I am an associate professor of statistics at the School of Computational Sciences. My research interests are, algorithmic model building for large data, epidemiology and medical data analysis, time series analysis, longitudinal data analysis, case-control studies with complex sampling designs, statistical genetics, survey data analysis, and nonparametric methods.
I and my coauthors have developed a new family-based genetic multimarker test that simultaneously tests several genes for association with a disease, an optimal linear combination family-based test that optimally combines information from multiple genes into a single degree of freedom test, a novel case-control test for association that empirically estimates kinship between subjects and incorporates this information into a proper adjustment of the test statistic that eliminates the inflation of the type I error rates.
I and my coauthor have developed a novel statistical approach for improving statistical efficiency of counter-matched case-control data in second stage analyses. These designs have efficiency advantages over simple random sampling in first stage analysis when counter-matching is done with respect to a covariate correlated with the analyzed variable of interest but lose efficiency when second stage analyses are performed with respect to variables uncorrelated with the counter-matching variable. Our method uses a modified partial likelihood achieves optimal efficiency in both stages of analyses and gains over 80% statistical efficiency over existing approaches.

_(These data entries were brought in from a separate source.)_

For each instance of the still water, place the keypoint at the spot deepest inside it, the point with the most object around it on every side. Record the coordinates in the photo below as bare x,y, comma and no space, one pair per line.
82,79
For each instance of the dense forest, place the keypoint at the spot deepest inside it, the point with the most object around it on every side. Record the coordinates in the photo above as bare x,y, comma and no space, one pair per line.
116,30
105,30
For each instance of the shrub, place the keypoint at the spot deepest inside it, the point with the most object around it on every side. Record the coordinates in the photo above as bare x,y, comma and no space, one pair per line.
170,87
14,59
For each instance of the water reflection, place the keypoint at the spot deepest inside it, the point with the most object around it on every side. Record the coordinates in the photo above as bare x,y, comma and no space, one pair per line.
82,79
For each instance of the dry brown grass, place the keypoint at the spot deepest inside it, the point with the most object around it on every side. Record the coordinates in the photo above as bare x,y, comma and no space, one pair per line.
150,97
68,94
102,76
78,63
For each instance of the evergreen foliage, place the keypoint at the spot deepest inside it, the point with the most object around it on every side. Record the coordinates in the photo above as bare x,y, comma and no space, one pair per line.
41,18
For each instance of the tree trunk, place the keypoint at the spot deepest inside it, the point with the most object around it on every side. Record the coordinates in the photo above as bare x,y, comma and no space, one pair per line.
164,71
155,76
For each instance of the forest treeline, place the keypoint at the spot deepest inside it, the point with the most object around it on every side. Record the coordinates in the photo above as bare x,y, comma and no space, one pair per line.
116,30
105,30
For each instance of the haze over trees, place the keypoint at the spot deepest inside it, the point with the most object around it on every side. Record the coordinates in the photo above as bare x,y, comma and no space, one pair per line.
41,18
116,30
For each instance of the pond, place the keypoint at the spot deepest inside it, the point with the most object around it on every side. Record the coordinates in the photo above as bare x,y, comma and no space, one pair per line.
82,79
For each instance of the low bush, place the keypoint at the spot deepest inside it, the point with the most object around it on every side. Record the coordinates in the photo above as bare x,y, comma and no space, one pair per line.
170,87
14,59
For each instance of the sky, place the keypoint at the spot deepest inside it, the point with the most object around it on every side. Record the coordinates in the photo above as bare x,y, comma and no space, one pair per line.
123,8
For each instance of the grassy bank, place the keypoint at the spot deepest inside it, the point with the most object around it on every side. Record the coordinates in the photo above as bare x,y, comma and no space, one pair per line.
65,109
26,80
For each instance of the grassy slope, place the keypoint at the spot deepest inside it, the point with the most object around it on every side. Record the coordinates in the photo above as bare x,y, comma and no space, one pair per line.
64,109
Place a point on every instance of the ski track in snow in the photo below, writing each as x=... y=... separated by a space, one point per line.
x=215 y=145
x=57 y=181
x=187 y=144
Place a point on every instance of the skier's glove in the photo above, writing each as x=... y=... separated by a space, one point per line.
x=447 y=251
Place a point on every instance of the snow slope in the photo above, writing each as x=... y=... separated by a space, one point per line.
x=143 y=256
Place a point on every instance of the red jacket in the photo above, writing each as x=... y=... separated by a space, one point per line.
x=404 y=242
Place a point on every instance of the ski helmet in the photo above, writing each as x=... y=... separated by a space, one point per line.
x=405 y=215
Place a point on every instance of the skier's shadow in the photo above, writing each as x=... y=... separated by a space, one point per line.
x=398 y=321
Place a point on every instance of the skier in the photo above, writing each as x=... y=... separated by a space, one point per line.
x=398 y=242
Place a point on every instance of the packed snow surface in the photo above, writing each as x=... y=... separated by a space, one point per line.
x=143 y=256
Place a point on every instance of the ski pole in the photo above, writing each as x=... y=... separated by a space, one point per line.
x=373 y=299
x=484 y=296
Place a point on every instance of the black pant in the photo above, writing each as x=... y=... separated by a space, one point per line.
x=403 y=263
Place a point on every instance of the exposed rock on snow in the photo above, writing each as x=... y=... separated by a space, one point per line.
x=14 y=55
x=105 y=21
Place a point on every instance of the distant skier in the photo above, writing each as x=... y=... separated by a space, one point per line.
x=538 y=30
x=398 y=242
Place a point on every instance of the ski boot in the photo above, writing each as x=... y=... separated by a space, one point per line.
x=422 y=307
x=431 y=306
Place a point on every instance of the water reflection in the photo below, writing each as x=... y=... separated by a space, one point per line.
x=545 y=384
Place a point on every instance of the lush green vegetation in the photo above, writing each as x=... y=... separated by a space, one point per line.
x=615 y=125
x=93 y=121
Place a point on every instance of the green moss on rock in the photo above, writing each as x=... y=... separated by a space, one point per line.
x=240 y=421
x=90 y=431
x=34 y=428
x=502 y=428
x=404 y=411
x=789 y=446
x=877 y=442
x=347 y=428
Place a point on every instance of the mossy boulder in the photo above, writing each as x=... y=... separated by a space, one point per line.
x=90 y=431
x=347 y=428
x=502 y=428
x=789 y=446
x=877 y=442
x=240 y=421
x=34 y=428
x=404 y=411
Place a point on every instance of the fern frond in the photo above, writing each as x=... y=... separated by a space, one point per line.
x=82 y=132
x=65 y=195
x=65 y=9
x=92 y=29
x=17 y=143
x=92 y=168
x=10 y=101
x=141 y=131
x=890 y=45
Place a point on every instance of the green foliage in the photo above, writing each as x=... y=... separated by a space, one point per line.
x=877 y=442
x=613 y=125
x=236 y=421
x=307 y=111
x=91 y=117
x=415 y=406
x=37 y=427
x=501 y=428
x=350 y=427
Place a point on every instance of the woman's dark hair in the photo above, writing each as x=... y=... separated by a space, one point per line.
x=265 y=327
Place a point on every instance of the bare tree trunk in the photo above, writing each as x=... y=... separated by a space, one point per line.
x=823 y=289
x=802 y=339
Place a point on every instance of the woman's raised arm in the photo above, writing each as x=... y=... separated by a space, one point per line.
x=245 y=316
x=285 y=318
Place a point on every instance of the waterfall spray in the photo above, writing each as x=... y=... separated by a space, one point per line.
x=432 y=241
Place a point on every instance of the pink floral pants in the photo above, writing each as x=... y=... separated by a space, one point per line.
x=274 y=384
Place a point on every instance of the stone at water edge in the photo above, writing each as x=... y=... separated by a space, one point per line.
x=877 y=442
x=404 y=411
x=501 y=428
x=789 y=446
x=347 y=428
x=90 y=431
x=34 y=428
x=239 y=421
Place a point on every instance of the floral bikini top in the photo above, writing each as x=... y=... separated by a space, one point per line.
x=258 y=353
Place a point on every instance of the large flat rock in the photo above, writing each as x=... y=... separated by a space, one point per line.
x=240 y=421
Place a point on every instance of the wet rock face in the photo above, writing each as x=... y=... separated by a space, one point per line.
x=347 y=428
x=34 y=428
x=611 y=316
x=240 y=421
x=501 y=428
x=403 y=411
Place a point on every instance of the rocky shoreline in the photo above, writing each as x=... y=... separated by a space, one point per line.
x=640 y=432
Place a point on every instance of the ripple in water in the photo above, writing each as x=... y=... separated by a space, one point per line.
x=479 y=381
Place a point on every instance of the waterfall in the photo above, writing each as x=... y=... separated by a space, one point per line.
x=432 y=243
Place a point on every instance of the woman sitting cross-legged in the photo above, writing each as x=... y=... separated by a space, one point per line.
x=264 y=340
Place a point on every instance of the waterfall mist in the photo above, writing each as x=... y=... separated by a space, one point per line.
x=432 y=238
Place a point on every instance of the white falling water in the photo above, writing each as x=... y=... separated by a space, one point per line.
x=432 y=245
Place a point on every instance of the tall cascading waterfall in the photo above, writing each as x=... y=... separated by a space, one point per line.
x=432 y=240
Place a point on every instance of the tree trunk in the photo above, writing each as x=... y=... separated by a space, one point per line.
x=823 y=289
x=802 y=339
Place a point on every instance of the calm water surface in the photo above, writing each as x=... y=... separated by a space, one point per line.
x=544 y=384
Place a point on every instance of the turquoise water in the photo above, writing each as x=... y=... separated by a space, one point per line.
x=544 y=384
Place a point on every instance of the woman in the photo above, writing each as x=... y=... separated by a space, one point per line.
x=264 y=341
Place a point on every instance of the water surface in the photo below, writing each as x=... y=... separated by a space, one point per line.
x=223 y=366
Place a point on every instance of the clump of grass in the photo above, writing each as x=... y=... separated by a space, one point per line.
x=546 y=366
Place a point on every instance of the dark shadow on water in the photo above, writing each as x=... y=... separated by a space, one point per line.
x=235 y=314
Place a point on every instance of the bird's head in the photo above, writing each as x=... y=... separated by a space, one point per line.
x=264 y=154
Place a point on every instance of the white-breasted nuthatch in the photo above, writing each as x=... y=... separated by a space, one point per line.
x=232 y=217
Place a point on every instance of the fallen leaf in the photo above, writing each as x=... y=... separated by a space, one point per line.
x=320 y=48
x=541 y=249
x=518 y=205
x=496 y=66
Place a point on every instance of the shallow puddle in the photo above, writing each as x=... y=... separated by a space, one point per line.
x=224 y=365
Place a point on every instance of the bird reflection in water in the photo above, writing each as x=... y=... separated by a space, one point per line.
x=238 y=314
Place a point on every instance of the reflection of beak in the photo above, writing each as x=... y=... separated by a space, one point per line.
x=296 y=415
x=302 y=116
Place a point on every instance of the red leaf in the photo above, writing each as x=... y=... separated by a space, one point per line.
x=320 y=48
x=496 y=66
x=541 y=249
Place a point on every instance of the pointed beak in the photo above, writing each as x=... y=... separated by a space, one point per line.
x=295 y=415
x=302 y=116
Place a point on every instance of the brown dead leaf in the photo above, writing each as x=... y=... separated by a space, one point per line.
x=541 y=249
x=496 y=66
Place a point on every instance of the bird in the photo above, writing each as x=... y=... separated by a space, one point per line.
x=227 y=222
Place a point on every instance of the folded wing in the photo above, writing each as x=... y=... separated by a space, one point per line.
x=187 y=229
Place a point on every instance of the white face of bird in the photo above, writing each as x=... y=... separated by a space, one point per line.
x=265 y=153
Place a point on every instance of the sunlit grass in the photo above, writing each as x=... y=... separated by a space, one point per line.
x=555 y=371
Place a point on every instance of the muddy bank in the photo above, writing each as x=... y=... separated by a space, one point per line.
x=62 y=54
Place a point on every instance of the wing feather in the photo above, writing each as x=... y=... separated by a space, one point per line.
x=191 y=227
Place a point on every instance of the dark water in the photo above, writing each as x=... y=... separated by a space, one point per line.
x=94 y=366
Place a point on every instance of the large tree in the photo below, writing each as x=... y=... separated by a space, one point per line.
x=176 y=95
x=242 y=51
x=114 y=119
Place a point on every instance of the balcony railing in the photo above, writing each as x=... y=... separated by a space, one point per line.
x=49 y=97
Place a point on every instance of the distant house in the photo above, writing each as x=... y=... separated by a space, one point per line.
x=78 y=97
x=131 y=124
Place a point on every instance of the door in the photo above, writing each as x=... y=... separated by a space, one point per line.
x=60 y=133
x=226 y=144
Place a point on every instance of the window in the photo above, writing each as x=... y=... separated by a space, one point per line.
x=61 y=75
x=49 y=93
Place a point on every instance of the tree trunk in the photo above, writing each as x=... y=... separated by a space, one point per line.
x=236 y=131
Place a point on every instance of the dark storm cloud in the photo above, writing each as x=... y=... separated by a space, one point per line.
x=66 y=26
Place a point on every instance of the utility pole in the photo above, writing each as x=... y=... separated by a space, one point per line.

I have proposed and implemented a novel mixed effect modeling approach applicable to a complex but commonly occurring experimental data setting, repeated measurements recorded pre and post treatment or repeated measurements longitudinal data. This method properly models the intricate correlation structure induced by repeated measurement recorded on the same subjects over time.
I and my coauthors have developed and implemented one of the first comprehensive approaches for analysis of large complexly sampled survey data that ensures that the effect sizes are properly adjusted for all important confounders. We analyzed HINT III, a nationwide, weighted, cluster sampled survey data with 50 jackknife resamples using automatic linear regression model selection approach. We found new predictors of the efficiency of information seeking in the US such as numeracy, education, general health, health care satisfaction, health information dissatisfaction, and psychological distress.